Data concerning the information mentioned are entered in the card's fields, and some of them are coded by cutting a strip from the edge of the card to the appropriate perforation hole. These openings are marked with letters or numbers and are intended to encode the information listed in the individual boxes. Cards are stored in standardized boxes. Rules for filling in boxes and data encoding. The exact name of the tree (species and variety) is given under the heading "species". It is coded as needed in the upper perforation line. The openings from G-1 to M-Z are intended for deciduous species arranged alphabetically according to the needs of a given facility (families, types, species). Coniferous species are coded in the right perforation line in the holes P-1 to P-16.
To code your location (described in the appropriate boxes) holes from D-1 to D-16 in the lower perforation line are intended. If necessary, a different division of information than provided for in the boxes (e.g.. defining the city district) adjustments should be made at the appropriate level of location in the above holes. However, in other facilities (e.g.. cities, districts) it is recommended that, to number the appropriate units of spatial division moving from north to south and from east to west. The "No." column corresponds to the numbering on the site's stand plan, with the help of which a plan is used to find a tree in the field. For practical reasons, four-digit or greater numbers should be avoided. Therefore, in objects with stands of several thousand people, trees should be numbered on an ongoing basis in individual spatial division units (regions, sections, districts etc.), and they are numbered similarly to spatial divisions - from north-east to south-west. This makes it much easier to find trees in the field.
Ecological conditions are coded in the left perforation line. I-L holes, E-H- and A-O in this perforation line are a reserve.
E holes are intended for the cover, F, G, H, which encode the following characteristics of the substrate:
- exposed soil or undergrowth (H);
- loose turf, compact or lawn (G);
- permeable surfaces (use, trampled ground) (F);
- impermeable surfaces (plates, concrete, asphalt) (E).
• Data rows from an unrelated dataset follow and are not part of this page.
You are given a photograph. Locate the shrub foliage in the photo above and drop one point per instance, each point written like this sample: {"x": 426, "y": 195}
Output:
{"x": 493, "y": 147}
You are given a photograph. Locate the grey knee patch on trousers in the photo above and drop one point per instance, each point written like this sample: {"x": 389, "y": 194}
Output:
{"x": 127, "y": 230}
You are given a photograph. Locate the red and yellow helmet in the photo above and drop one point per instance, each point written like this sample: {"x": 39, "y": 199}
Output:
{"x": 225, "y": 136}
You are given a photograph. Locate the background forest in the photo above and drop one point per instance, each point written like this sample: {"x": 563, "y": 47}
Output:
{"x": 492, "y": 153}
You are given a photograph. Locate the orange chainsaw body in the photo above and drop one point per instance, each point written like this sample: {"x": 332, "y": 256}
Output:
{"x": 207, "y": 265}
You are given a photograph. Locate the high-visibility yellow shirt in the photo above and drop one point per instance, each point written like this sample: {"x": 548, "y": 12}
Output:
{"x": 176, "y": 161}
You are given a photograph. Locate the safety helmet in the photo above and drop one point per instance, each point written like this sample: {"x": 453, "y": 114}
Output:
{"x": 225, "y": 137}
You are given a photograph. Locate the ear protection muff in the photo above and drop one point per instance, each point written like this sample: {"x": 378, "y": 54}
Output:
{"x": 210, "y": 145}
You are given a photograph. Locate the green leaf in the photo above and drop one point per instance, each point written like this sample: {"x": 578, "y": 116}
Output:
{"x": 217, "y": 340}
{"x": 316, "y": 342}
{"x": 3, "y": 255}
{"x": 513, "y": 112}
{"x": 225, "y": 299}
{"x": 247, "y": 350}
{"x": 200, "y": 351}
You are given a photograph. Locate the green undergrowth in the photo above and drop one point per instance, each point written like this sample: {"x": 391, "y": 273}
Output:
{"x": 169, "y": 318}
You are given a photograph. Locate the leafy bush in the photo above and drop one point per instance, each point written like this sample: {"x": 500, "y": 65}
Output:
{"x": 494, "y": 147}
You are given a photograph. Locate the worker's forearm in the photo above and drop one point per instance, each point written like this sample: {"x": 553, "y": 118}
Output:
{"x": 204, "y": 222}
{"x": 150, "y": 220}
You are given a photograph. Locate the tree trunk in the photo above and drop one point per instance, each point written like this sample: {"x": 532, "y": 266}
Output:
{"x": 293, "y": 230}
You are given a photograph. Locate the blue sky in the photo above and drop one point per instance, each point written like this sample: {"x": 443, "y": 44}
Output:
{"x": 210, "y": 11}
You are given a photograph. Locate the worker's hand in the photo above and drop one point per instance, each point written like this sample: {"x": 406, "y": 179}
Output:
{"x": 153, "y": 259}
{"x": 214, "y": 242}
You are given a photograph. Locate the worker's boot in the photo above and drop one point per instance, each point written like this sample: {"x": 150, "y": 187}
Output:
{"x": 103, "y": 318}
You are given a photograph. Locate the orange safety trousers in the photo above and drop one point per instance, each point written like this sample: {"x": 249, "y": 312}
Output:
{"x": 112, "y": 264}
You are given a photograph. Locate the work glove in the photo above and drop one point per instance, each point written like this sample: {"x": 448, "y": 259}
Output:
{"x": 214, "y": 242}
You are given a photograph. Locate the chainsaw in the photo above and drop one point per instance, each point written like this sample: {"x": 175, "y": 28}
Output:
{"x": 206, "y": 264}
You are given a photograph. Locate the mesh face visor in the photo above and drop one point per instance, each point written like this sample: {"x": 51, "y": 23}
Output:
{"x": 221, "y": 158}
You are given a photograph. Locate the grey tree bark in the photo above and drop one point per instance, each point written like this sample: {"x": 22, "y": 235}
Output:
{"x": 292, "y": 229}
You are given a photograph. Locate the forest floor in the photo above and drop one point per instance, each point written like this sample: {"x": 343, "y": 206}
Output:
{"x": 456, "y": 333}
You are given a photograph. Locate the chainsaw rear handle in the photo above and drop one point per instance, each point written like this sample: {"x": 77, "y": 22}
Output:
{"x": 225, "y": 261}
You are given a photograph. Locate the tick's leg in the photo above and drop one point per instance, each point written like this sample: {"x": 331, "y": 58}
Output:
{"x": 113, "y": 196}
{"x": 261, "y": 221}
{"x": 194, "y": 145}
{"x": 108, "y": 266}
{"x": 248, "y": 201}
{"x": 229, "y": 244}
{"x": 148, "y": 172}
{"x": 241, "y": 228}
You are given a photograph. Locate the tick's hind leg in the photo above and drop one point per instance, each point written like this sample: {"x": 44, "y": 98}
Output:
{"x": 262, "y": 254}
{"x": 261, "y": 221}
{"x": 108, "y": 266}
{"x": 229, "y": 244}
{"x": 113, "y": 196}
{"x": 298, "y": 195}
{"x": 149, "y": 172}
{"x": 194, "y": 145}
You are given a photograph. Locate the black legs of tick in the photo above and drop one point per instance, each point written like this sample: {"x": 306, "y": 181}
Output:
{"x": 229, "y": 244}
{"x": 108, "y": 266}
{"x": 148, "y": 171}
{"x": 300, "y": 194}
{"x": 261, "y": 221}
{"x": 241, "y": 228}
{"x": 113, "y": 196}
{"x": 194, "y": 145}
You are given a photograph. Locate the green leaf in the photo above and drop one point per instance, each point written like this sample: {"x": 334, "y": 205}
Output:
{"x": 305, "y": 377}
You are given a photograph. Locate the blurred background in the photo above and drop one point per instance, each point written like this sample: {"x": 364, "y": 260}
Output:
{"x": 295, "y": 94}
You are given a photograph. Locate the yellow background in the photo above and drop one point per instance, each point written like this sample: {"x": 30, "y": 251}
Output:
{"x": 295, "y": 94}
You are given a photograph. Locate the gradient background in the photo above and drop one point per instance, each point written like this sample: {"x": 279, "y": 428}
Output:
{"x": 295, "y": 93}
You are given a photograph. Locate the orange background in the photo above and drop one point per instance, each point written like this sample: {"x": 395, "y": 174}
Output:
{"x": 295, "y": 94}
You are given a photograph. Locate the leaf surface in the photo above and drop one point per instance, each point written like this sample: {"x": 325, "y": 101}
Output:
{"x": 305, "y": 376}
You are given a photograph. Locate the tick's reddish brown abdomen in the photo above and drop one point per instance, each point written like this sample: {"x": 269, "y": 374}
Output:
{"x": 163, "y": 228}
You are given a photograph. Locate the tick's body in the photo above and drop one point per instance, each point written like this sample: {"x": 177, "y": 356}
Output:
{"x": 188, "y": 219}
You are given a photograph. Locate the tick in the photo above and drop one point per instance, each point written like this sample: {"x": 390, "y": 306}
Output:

The most onerous factor is coded. On at-
the entry in the field "coverage" is entered 1/2 asphalt, 1/2 lawn; it means, that the tree grows on an alley covered with asphalt, so asphalt is coded (hole E). Undergrowth of shrubs and young trees is a valuable indicator of air conditions, soil moisture and nutrients and an indicator of microclimatic conditions under the tree. It is distinguished and entered in this column: no lining, herbaceous plants, single shrubs or trees. This data is not coded.
Information on the arrangement of trees is entered in the "crown short circuit" box and encoded in the left perforation line in holes marked with D, C, B, A. The following types of short circuit are distinguished:
- free-standing tree (D);
- one short circuit- or two-sided (C);
- four-side short circuit (A).
There are tree symbols in the rubric (colic) marked with dashes, from which side of the world the short circuit occurs, north is up. In justified cases, a vertical short circuit can be distinguished, i.e.. the canopy of neighboring trees filling the space, and the sociological position of trees, distinguishing only dominant trees (dominant) and composed.
The soil type should be indicated under the heading 'soil', if possible. When it comes to trees growing in the streets, we often limit ourselves to the statement, whether it is natural soil or rubble or dump. A fertile soil is coded, natural in V-Z holes, naturally poor (sands) in R-U holes, rubble, dump in the M-Q holes.